Si se callase el ruido

No son números, son personas

Las cifras que se manejan no son solo números. Son personas. Cada una de ellas con su historia personal, con su familia, con sus ilusiones y su proyecto de vida. Que no se nos olvide. La curva de la pandemia de la que tanto se habla no son números en una tabla de Excel, son personas. Personas enfermas, muy enfermas o muertas. Cada uno con sus seres queridos. Con una vida que ha tenido sentido porque ha sido vivida con los otros.

Me desperté el sábado con esta noticia:  15 personas, ancianos, del Centro municipal de Mayores de Daroca, en Vicálvaro, mi barrio, al Este de Madrid, fallecieron a causa de la COVID-19. Como en tantos otros lugares de la geografía, como tantos mayores con los que este virus se está cebando. Otros 15 más. Un dato frío. Pero en este caso la noticia era en mi zona, en un lugar que está cerca de la Universidad Rey Juan Carlos, de casa de mis padres y de mi hermano, de los bares, de un parque donde jugaban los  niños… El centro de Mayores está en una zona peatonal del casco antiguo, que cuando pasabas por la puerta se oía la música y se les veía disfrutar. Este grupo, además, seguía aportando su granito de arena a la sociedad, como seguramente hicieron toda su vida: leían cuentos a los niños en una guardería, quienes preguntarán cuando todo esto pase –que pasará- dónde están los abuelos, por qué ya no van, por qué ya nos les regalan sus sonrisas ni sus historias.
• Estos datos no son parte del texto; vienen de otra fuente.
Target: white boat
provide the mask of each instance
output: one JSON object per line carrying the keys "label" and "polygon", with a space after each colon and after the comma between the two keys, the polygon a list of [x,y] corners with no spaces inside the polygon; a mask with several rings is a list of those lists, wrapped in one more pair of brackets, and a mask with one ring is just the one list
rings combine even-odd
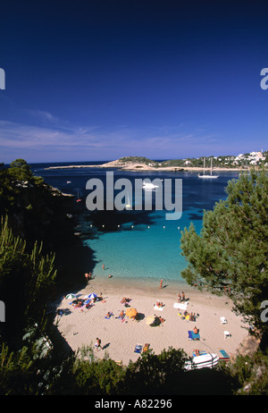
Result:
{"label": "white boat", "polygon": [[219,358],[214,353],[205,353],[201,356],[196,356],[192,361],[187,361],[184,367],[186,370],[193,370],[195,368],[209,367],[213,368],[217,366]]}
{"label": "white boat", "polygon": [[142,189],[143,190],[155,190],[158,188],[158,185],[155,185],[153,182],[143,182]]}
{"label": "white boat", "polygon": [[205,157],[204,158],[204,173],[203,175],[202,173],[198,173],[198,178],[208,178],[208,179],[219,178],[219,175],[212,174],[213,158],[211,158],[210,175],[205,173]]}

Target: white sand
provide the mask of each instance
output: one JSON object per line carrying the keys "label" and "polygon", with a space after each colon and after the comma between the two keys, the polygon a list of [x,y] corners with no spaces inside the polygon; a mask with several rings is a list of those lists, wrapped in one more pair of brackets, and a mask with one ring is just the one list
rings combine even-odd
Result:
{"label": "white sand", "polygon": [[[192,356],[195,349],[215,352],[219,356],[219,350],[223,349],[230,356],[234,355],[247,331],[242,328],[241,318],[231,312],[231,302],[226,297],[219,298],[188,286],[183,287],[183,291],[188,299],[188,311],[199,315],[196,322],[181,319],[178,316],[180,310],[173,308],[178,293],[181,293],[181,285],[180,291],[174,286],[163,290],[157,286],[138,288],[137,285],[123,285],[114,278],[97,277],[86,289],[70,292],[80,298],[90,292],[97,295],[102,292],[105,302],[96,302],[90,309],[85,307],[75,308],[69,304],[71,299],[63,299],[57,308],[65,310],[65,314],[63,311],[62,316],[56,316],[54,323],[58,323],[59,332],[73,350],[82,345],[94,345],[98,337],[105,350],[96,352],[96,356],[104,358],[107,352],[111,358],[124,365],[140,357],[134,352],[135,346],[144,346],[146,342],[150,343],[155,354],[171,346],[183,349],[188,356]],[[137,308],[139,321],[126,317],[121,322],[117,318],[121,310],[126,309],[121,304],[123,297],[131,299],[130,305]],[[154,309],[158,299],[164,304],[163,311]],[[109,320],[105,318],[108,311],[113,313]],[[163,325],[152,327],[146,324],[146,318],[154,314],[165,319]],[[221,316],[226,317],[227,324],[222,324]],[[199,329],[200,340],[189,341],[188,331],[193,330],[195,325]],[[230,333],[230,338],[224,339],[225,330]]]}

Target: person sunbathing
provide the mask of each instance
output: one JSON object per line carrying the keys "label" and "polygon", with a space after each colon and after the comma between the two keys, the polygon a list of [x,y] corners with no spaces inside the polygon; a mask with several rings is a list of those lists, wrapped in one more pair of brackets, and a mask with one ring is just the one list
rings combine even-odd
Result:
{"label": "person sunbathing", "polygon": [[150,344],[147,342],[145,343],[143,350],[142,350],[144,353],[149,350],[149,345]]}
{"label": "person sunbathing", "polygon": [[194,332],[195,334],[197,334],[199,330],[197,329],[197,326],[195,326],[194,329],[193,329],[193,332]]}
{"label": "person sunbathing", "polygon": [[121,310],[121,312],[119,315],[119,318],[124,318],[124,316],[125,316],[124,310]]}
{"label": "person sunbathing", "polygon": [[191,313],[189,316],[189,321],[196,321],[196,313]]}

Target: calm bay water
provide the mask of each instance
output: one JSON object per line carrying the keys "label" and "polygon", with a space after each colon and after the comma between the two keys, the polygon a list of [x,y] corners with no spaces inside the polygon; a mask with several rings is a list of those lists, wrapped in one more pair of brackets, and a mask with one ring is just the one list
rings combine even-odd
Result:
{"label": "calm bay water", "polygon": [[[101,163],[88,163],[98,164]],[[202,228],[204,209],[213,209],[214,203],[226,198],[224,189],[228,181],[237,179],[238,173],[220,173],[216,180],[200,180],[197,173],[163,172],[122,172],[111,169],[114,181],[128,178],[182,179],[182,216],[180,220],[167,221],[166,211],[135,211],[95,213],[88,211],[85,198],[89,193],[86,183],[91,178],[99,178],[105,184],[106,169],[79,168],[46,170],[47,166],[64,164],[35,164],[35,174],[64,193],[82,198],[80,208],[86,217],[84,228],[79,231],[92,232],[83,242],[94,251],[93,274],[116,279],[142,282],[183,282],[180,271],[187,266],[181,256],[180,231],[193,222],[197,231]],[[75,200],[74,200],[75,202]],[[134,206],[135,200],[133,201]],[[105,271],[102,266],[105,265]]]}

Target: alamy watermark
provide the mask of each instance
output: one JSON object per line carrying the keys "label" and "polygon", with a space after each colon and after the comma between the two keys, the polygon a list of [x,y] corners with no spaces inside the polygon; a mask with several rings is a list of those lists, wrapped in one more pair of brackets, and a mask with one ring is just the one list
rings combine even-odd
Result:
{"label": "alamy watermark", "polygon": [[[91,190],[87,196],[86,206],[89,211],[99,210],[122,211],[135,209],[136,211],[153,210],[153,193],[155,194],[155,210],[174,211],[165,215],[166,220],[178,220],[182,215],[182,179],[175,179],[172,185],[172,179],[161,180],[155,178],[135,179],[134,188],[131,181],[120,178],[114,181],[113,173],[106,173],[105,193],[102,180],[92,178],[88,181],[86,190]],[[115,193],[117,191],[117,193]],[[119,192],[118,192],[119,191]],[[143,199],[144,205],[140,200]],[[132,206],[132,199],[135,205]],[[137,200],[139,202],[137,202]]]}
{"label": "alamy watermark", "polygon": [[267,323],[268,321],[268,301],[263,301],[261,304],[261,308],[264,308],[261,313],[261,320],[263,323]]}
{"label": "alamy watermark", "polygon": [[268,67],[261,70],[261,76],[264,76],[261,80],[261,88],[266,90],[268,88]]}
{"label": "alamy watermark", "polygon": [[0,89],[5,89],[5,73],[4,70],[0,67]]}

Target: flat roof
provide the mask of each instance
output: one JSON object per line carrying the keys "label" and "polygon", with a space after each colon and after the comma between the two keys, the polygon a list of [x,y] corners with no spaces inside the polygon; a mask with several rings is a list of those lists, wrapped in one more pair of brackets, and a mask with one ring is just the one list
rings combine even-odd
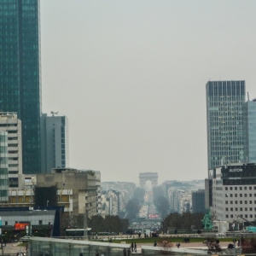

15 mayores a los que no habrán podido velar. 15 a los que no les han podido acompañar en los últimos momentos de su vida.  15 a los que nadie les ha cogido la mano ni nadie les ha dado un beso de despedida. Ni una caricia. Cuántas habrán dado ellos a sus nietos, cuánta ayuda habrán prestado a sus hijos, cuánto tiempo regalado. Sin pedir nada a cambio. Cuánta paciencia con los demás. Ellos que siempre se conformaron con poco. Mayores con ganas de vivir, de bailar, de encontrase con otros de su edad para rememorar sus batallas, que no fueron pocas. Desde aquí mi reconocimiento a todos y cada uno de ellos y mi pésame a las familias.

Pero el sábado seguía retumbando también en mi cabeza la impactante bendición del papa Francisco desde una Plaza de San Pedro vacía. Unas palabras para la historia, para volverlas a leer despacio en oración meditada. “Nos dimos cuenta de que estábamos en la misma barca, todos frágiles y desorientados; pero, al mismo tiempo, importantes y necesarios, todos llamados a remar juntos, todos necesitados de confortarnos mutuamente. En esta barca, estamos todos”. Todos juntos. Abuelos, padres, hijos. Todos juntos debemos remar en una misma dirección: en construir una sociedad habitable, en volver a lo esencial, en estar pendientes unos de otros. Como ellos hicieron durante toda su vida. No podemos dejarles solos. Se lo debemos. Su fragilidad es su grandeza.

Por ello el Papa nos volvió a insistir en que en estos momentos “la tempestad desenmascara nuestra vulnerabilidad y deja al descubierto esas falsas y superfluas seguridades con las que habíamos construido nuestras agendas, nuestros proyectos, rutinas y prioridades. Nos muestra cómo habíamos dejado dormido y abandonado lo que alimenta, sostiene y da fuerza a nuestra vida y a nuestra comunidad”.

¿Cuántas veces no hemos ido a ver a nuestros mayores por cansancio, porque nuestra agenda no nos lo permitía, por hacer otros planes, por egoísmo? ¿cuántas veces ellos nos lo han perdonado, no les ha importado y han pensado primero en nuestra felicidad? Este tiempo nos hará mejores si descubrimos de verdad a los otros. Si como nuestros abuelos, pensamos más en su felicidad que en la nuestra.